С прекращением [деятельности] шести посредников чувств прекращается контакт.

С прекращением контакта прекращается [деятельность] ощущений.

С прекращением [деятельности] ощущений прекращается жажда.

С прекращением жажды прекращается захваченность.

С прекращением захваченности прекращается становление.

С прекращением становления прекращается рождение.

С прекращением рождения прекращаются старение, смерть, печаль, горе, душевная и физическая боль, отчаяние.

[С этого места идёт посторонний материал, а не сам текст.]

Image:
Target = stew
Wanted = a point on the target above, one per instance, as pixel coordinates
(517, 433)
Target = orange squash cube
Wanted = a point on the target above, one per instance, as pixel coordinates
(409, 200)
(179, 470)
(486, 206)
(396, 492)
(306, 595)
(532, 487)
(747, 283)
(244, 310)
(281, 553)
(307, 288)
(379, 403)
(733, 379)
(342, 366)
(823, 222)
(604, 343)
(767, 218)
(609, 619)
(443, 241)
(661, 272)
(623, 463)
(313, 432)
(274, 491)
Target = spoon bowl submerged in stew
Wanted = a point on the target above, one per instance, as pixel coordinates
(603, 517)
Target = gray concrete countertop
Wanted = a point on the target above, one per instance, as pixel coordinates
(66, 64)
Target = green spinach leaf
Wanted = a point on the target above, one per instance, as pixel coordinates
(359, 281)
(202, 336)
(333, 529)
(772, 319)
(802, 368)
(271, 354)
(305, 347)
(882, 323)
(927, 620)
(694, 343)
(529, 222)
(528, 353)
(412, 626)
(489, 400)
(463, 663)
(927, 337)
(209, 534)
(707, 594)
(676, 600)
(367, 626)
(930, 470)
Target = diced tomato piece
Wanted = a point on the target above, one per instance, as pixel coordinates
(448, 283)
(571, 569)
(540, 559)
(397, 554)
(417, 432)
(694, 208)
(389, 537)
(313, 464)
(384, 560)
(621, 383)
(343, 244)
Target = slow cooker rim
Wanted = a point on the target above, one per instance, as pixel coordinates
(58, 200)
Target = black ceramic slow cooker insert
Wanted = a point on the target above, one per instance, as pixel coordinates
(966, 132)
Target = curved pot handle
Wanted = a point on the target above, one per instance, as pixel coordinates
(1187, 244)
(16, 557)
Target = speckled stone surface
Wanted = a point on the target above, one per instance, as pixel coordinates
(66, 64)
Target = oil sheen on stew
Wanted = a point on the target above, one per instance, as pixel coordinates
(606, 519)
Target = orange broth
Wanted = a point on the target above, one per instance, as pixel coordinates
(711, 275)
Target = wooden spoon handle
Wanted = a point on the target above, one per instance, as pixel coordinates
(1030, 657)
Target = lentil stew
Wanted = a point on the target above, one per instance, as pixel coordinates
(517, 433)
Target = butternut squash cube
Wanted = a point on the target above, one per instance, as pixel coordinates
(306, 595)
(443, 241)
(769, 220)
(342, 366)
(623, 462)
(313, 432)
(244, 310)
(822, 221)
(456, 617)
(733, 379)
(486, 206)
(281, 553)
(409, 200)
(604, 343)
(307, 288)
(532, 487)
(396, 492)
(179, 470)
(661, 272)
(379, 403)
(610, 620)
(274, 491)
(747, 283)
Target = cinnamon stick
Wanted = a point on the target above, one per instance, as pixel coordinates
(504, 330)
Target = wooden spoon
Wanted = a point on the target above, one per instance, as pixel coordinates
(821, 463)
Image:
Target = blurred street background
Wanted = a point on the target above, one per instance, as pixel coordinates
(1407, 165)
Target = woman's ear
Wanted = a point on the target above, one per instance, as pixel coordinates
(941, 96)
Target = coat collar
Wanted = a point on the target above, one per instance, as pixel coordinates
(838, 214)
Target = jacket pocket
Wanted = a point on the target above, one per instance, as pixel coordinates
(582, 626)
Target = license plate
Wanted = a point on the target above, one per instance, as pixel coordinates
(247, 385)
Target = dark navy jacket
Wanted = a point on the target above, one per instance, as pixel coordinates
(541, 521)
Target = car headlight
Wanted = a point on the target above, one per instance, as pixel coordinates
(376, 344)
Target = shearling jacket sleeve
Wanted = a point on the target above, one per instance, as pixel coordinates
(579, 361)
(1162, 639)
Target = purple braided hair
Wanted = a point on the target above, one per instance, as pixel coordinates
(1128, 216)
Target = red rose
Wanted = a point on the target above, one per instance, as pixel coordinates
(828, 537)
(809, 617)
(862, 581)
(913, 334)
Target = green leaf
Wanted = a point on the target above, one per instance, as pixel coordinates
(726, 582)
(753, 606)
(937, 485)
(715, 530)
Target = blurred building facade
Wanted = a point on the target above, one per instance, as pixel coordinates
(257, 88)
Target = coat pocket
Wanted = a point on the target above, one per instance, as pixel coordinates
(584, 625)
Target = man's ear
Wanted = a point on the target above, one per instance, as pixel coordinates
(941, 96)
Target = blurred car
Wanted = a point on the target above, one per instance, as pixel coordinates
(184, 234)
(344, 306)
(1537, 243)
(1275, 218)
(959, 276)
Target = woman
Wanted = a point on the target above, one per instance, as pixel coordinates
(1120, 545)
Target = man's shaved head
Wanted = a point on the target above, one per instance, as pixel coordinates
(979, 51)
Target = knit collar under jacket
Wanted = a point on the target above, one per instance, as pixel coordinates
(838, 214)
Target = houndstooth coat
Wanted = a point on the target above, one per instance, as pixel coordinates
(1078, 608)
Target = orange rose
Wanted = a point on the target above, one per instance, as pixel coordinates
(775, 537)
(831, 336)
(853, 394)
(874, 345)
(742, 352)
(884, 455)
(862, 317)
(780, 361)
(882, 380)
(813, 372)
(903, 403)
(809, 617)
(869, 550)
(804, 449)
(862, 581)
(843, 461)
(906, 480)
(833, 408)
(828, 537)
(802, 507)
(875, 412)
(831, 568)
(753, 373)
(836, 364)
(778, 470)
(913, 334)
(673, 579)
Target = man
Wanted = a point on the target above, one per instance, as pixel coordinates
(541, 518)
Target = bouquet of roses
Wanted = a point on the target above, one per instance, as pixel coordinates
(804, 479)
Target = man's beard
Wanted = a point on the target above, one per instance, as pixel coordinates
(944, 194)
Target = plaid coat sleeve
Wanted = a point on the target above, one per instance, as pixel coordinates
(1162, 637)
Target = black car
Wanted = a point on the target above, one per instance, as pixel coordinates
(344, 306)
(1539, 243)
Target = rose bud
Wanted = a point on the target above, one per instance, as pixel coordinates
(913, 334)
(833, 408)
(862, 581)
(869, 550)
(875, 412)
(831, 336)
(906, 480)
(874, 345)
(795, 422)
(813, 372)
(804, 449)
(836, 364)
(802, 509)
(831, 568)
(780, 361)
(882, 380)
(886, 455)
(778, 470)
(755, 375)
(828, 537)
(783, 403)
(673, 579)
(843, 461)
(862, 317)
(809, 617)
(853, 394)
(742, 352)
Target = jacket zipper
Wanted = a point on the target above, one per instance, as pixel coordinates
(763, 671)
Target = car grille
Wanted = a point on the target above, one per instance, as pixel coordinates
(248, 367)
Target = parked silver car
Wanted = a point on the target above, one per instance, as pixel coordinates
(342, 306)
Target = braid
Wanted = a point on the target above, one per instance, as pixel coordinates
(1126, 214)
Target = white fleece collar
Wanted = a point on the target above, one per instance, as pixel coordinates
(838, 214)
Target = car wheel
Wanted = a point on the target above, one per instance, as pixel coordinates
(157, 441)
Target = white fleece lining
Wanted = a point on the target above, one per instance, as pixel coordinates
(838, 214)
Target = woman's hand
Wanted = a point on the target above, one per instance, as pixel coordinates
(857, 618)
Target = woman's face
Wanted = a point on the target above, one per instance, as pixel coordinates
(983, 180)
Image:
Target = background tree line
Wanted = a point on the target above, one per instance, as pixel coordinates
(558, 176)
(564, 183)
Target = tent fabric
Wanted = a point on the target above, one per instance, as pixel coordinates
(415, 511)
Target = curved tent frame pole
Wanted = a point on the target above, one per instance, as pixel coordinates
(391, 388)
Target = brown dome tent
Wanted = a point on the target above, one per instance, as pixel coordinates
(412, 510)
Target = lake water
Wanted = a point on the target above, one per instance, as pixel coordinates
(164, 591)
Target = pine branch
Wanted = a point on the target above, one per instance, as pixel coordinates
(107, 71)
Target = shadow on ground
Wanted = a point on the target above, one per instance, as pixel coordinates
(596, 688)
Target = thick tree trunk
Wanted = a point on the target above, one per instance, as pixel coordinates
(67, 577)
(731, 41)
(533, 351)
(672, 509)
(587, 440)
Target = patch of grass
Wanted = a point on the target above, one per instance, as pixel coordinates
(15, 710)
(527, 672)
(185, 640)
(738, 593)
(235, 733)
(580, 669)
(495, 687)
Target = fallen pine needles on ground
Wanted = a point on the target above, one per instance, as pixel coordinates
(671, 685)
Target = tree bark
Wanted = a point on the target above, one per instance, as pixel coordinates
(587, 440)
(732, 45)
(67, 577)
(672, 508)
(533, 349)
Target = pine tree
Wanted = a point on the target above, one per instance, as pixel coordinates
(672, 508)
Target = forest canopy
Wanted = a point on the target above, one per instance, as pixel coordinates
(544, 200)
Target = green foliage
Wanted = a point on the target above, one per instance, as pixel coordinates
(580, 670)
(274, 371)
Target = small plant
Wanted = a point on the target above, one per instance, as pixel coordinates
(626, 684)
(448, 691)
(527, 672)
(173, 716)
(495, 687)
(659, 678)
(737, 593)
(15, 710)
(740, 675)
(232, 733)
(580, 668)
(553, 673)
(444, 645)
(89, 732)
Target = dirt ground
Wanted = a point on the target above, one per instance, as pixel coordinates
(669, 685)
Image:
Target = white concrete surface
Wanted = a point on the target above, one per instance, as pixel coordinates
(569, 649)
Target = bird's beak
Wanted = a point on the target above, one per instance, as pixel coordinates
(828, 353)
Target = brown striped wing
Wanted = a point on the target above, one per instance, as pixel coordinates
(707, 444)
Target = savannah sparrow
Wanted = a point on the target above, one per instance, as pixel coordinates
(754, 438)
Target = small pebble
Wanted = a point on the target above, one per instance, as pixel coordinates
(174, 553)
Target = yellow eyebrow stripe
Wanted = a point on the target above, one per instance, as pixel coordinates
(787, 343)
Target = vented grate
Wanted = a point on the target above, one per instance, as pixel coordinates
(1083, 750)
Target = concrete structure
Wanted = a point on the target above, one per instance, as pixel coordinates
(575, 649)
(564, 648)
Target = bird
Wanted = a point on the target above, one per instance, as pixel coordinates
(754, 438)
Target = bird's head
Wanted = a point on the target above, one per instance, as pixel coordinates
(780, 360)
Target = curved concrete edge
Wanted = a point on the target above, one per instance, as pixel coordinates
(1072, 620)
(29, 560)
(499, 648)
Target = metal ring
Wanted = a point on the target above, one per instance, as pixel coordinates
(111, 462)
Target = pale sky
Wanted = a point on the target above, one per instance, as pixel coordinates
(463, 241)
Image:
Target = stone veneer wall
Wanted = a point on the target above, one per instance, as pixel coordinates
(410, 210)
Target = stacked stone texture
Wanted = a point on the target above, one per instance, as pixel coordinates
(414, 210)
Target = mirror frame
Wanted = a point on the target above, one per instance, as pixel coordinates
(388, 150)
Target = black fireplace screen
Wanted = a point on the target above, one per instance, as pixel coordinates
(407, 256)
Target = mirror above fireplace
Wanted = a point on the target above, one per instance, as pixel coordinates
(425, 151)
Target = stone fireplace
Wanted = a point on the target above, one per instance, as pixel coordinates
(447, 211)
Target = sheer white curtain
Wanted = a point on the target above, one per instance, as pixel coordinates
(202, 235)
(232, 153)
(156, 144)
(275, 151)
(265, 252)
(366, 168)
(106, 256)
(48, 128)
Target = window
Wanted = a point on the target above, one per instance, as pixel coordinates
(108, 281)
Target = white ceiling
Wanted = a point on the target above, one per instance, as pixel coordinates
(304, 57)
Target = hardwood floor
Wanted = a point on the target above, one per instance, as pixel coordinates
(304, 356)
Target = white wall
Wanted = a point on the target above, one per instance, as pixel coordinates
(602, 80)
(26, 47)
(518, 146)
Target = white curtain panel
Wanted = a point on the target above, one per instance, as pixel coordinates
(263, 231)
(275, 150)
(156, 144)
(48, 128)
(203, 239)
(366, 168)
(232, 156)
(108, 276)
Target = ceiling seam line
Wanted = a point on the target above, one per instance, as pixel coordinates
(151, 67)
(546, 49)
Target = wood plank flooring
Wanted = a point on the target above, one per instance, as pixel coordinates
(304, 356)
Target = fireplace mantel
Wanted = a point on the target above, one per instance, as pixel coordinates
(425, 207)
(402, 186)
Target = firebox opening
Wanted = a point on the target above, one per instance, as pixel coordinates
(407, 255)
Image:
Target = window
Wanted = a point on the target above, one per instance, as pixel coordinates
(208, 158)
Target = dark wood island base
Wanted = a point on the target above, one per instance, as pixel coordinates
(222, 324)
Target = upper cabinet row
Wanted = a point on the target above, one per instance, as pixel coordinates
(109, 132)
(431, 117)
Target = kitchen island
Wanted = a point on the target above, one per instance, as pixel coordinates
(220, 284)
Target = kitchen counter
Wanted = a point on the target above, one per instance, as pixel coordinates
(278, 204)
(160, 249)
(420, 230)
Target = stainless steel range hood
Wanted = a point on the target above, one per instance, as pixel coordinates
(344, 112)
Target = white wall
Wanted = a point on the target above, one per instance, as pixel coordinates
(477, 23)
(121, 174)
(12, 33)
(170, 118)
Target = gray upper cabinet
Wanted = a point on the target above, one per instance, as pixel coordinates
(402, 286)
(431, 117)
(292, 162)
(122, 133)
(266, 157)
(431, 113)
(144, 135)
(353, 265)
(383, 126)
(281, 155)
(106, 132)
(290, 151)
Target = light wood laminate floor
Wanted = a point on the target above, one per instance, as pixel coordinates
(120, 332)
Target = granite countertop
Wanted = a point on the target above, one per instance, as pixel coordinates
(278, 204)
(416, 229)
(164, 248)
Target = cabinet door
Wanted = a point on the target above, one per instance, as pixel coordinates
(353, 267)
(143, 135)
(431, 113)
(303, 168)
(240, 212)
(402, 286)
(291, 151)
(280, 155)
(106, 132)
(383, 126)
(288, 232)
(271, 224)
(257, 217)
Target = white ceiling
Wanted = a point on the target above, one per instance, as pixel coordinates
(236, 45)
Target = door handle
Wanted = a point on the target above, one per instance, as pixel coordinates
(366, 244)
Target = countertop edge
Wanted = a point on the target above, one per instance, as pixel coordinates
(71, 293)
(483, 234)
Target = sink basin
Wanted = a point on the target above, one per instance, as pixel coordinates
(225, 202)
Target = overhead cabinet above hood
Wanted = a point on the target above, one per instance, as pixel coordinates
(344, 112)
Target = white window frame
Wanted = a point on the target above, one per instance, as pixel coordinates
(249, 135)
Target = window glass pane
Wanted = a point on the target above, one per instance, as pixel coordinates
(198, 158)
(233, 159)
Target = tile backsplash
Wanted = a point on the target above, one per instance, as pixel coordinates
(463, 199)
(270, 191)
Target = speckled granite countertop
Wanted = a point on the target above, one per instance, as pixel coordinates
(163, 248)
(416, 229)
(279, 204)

Таково прекращение всех видов страданий и мук [Удана web].

 

Теперь нам необходимо рассмотреть доктринально-онтологические основания буддийской сотериологической доктрины. Каждая философская школа Индии (будь то астика или настика) была своеобразным проектом преобразования личности в целях достижения ею полной свободы от страдания и страдательности как в метафизическом, так и в экзистенциальном смысле. Именно свобода, абсолютная и трансцендентная, образует высшую ценность буддийской культуры. В чём же состоит этот путь к свободе? Ответ прост – в самопознании. Именно в смысле самопознания, «понимания» буддийские школы предлагали «проекты» избавления от духкхи. Что же нужно было «понять», узнать о себе, чтобы «освободиться» и перестать страдать (претерпевать)? Как обрести «подлинное» (в данном случае в буддийском смысле) существование?

Главная цель буддийского сотериологического «проекта» есть преобразование сознания, изменение самого его типа (что могло описываться как замена «различающего», тетического, в терминах Гуссерля и Сартра) сознания-виджняны, базирующегося на субъектно-объектной дихотомии, «недвойственным» (адвая) сознанием-гнозисом, джняной (нететическим?). Если так, то естественно, что проблемы психики, сознания и механизмов его функционирования находились в центре внимания буддийских мыслителей с самого возникновения традиции буддийского философствования, всегда в значительной степени бывшего своеобразной «феноменологией» сознания. Согласно большинству буддийских школ, те свойства и качества, которые мы приписываем внешнему миру, на самом деле являются проекциями нашего сознания[xvii]. Мир – это не мир, в котором мы живём, а мир, который мы переживаем. Но буддийская философия, как ни парадоксально, относилась в значительной степени к логике и апеллировала к «тетическому» сознанию, а не к области джняны или мудрости-понимания (праджня), поскольку праджня состоит в непосредственном интуитировании реальности (например, шуньяты (пустоты) у мадхьямаков-шуньявадинов), но эта реальность недвойственна, а следовательно, и невыразима в языке с его грамматическими и понятийными формами, приспособленными лишь к описанию иллюзорных ментальных конструктов и проекций (викальпа, кальпана).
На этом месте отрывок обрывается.